La vecindad constaba de cuatro viviendas, separadas por un largo y estrecho pasillo que contenía las escaleras para acceder a la azotea. Nosotros vivíamos en la parte de atrás, seguro sería el número cuatro. La vivienda eran dos cuartos separados entre la cocina y el baño. En el primero, convivíamos seis de los hermanos para dormir y, en el día, este se transformaba en sala y comedor. El segundo, contenía a mis padres y tres de mis cuatro hermanas, la otra vivía con una tía, hermana de mi madre. En esa habitación creo haber descubierto a dos fantasmas mujeres, caso discutible para muchos, porque hay quienes piensan que los fantasmas no tienen un género definido. Recuerdo que eran tristes y escuálidas, bajitas y con cara de niña. Sábanas blancas no permitían observar su cara, no así su cabello largo y lacio, enmarañado. Una era más bajita que la otra y eso sí, les miré en distintas ocasiones los canutillos de sus piernas y tobillos. Nunca podían salir de esa habitación y sólo las veía a través de los cristales de la puerta, si avanzaba en su dirección, desaparecían de inmediato. Mi familia no lo sabía pero, no dormía a altas horas de la noche y me dirigía para mirarlas y cosa rara, nunca me dieron miedo. Creo que eran fantasmas buenos e inocentes. Jamás supe porque estaban ahí o cuál era su pretensión, lo único cierto es que no inspiraban miedo o terror por aquellos días. Y aunque la vida entretejía millones de tramas, imágenes e ideas, muchos años después me enteré de que dos de mis hermanas Concha y Meche, casi mueren por una infección tifoidea. En ocasiones creo que esos fantasmas eran ellas bajo el borde de mis ojos, seguramente tristes. Ya después todo fue sepultado con la muerte de mi padre.
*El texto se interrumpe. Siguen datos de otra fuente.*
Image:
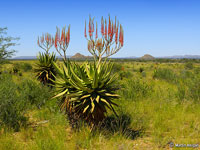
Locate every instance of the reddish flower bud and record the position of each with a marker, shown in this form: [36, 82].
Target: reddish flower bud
[109, 27]
[116, 35]
[102, 26]
[96, 32]
[38, 41]
[68, 35]
[105, 34]
[85, 30]
[121, 40]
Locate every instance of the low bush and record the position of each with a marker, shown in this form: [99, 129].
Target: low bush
[26, 67]
[165, 74]
[36, 94]
[136, 88]
[189, 65]
[12, 105]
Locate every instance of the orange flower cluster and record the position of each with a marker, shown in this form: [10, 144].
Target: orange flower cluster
[62, 40]
[107, 32]
[46, 41]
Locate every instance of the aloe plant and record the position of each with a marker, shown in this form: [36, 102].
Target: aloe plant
[88, 90]
[45, 69]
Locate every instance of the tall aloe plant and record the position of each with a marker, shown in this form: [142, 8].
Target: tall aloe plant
[45, 71]
[88, 90]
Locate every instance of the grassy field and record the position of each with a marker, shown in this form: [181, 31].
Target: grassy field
[159, 104]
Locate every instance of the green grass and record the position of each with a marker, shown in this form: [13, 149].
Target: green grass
[159, 109]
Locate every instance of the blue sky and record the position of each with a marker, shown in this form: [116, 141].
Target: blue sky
[156, 27]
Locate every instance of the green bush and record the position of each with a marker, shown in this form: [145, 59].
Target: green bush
[26, 67]
[12, 105]
[189, 65]
[136, 88]
[16, 67]
[165, 74]
[117, 67]
[36, 94]
[141, 69]
[124, 74]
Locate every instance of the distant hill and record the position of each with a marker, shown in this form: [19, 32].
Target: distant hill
[80, 56]
[182, 57]
[25, 57]
[147, 57]
[31, 57]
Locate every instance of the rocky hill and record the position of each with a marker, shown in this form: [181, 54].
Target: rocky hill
[80, 56]
[147, 57]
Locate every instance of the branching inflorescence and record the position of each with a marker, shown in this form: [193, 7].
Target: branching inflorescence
[62, 42]
[45, 42]
[110, 43]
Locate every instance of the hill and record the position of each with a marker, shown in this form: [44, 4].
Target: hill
[80, 56]
[147, 57]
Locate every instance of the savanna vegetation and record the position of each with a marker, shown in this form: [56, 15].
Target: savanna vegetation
[52, 104]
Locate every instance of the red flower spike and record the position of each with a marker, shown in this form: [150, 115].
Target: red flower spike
[109, 27]
[105, 34]
[111, 35]
[96, 32]
[68, 35]
[102, 26]
[56, 40]
[121, 36]
[116, 35]
[115, 26]
[62, 36]
[38, 41]
[85, 31]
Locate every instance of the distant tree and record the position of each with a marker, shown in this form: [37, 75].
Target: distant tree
[6, 42]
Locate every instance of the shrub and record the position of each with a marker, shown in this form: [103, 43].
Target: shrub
[26, 67]
[189, 65]
[16, 67]
[136, 88]
[165, 74]
[124, 74]
[36, 94]
[12, 105]
[117, 67]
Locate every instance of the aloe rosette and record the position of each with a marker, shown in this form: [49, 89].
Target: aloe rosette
[87, 89]
[45, 69]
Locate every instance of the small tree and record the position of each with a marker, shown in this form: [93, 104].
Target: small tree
[62, 42]
[5, 43]
[111, 42]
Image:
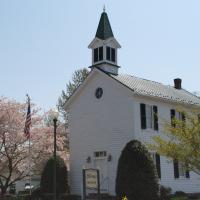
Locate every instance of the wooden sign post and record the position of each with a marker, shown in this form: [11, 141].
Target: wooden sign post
[91, 181]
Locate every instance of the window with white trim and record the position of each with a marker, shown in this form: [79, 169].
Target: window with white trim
[180, 171]
[98, 54]
[156, 160]
[149, 116]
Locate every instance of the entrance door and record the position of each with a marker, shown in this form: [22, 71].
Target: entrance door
[101, 164]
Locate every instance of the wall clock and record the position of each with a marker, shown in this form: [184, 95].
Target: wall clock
[99, 93]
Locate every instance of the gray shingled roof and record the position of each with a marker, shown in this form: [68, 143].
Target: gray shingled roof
[155, 89]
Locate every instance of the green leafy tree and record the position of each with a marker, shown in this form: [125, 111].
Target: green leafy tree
[182, 140]
[47, 179]
[77, 79]
[136, 177]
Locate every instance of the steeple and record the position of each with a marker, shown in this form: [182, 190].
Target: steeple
[104, 47]
[104, 30]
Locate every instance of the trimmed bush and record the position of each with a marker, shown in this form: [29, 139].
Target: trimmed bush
[47, 179]
[165, 193]
[136, 178]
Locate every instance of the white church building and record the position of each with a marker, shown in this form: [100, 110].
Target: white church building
[109, 109]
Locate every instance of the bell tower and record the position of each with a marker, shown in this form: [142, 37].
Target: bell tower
[104, 47]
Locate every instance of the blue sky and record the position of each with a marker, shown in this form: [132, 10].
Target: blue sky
[42, 42]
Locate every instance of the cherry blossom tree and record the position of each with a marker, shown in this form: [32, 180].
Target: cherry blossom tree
[15, 157]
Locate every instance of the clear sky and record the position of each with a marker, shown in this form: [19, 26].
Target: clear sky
[42, 42]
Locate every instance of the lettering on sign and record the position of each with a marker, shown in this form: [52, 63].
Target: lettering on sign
[91, 178]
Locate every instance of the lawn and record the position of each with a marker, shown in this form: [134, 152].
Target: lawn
[181, 198]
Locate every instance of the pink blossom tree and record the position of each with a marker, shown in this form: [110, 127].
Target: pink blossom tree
[15, 157]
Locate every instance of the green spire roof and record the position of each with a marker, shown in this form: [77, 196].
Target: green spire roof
[104, 30]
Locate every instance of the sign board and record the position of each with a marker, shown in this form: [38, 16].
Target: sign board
[91, 178]
[91, 181]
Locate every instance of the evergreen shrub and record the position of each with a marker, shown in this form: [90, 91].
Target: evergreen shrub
[136, 178]
[47, 178]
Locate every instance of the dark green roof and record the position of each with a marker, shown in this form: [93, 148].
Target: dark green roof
[104, 30]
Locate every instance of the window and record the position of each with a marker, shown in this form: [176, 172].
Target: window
[156, 160]
[180, 171]
[100, 154]
[176, 115]
[110, 54]
[98, 54]
[149, 116]
[113, 55]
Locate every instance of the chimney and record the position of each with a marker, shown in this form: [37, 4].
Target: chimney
[177, 83]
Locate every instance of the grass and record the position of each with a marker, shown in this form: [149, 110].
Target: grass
[181, 198]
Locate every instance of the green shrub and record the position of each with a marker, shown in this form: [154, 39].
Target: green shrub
[136, 178]
[180, 194]
[165, 193]
[47, 179]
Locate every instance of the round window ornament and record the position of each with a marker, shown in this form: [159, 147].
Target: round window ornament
[99, 93]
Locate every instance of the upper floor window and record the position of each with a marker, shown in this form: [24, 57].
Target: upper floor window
[180, 171]
[98, 54]
[156, 160]
[110, 54]
[149, 116]
[176, 116]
Ese evento del paso de la muerte, dio origen a una nueva forma de vida. Por un lado, desterró a mi madre por completo de la vida de pareja y apareció la soledad y angustia como fieles compañeros de combate y peleas, porque la lucha por sus hijos empezaba de una forma genuina y estoica y que de forma invicta nos llevó a cada quien a su esquina ante la vida.

Desde ese parte de la vida, ya no podía entender la vida sin amenazas. Se destapó una serie de eventos lastimosos y no necesariamente era sentirse dolorido por la muerte de mi padre, no era una queja o grito de inconformidad, más bien era algo extraño, dimensional, que bifurcaba entre la vida de cada instante y un largo cúmulo de escasos diez años. Ahora tenía entre mis manos, entre mis hombros que si bien no eran escuálidos, si empezaban a cargar una sombra semejante a la noche o algo equivalente a la creación de mi primer fantasma ante la vida que a partir de ese momento dolía, ya que nunca volví a ser el mismo, sólo en recuerdos a veces logro serlo.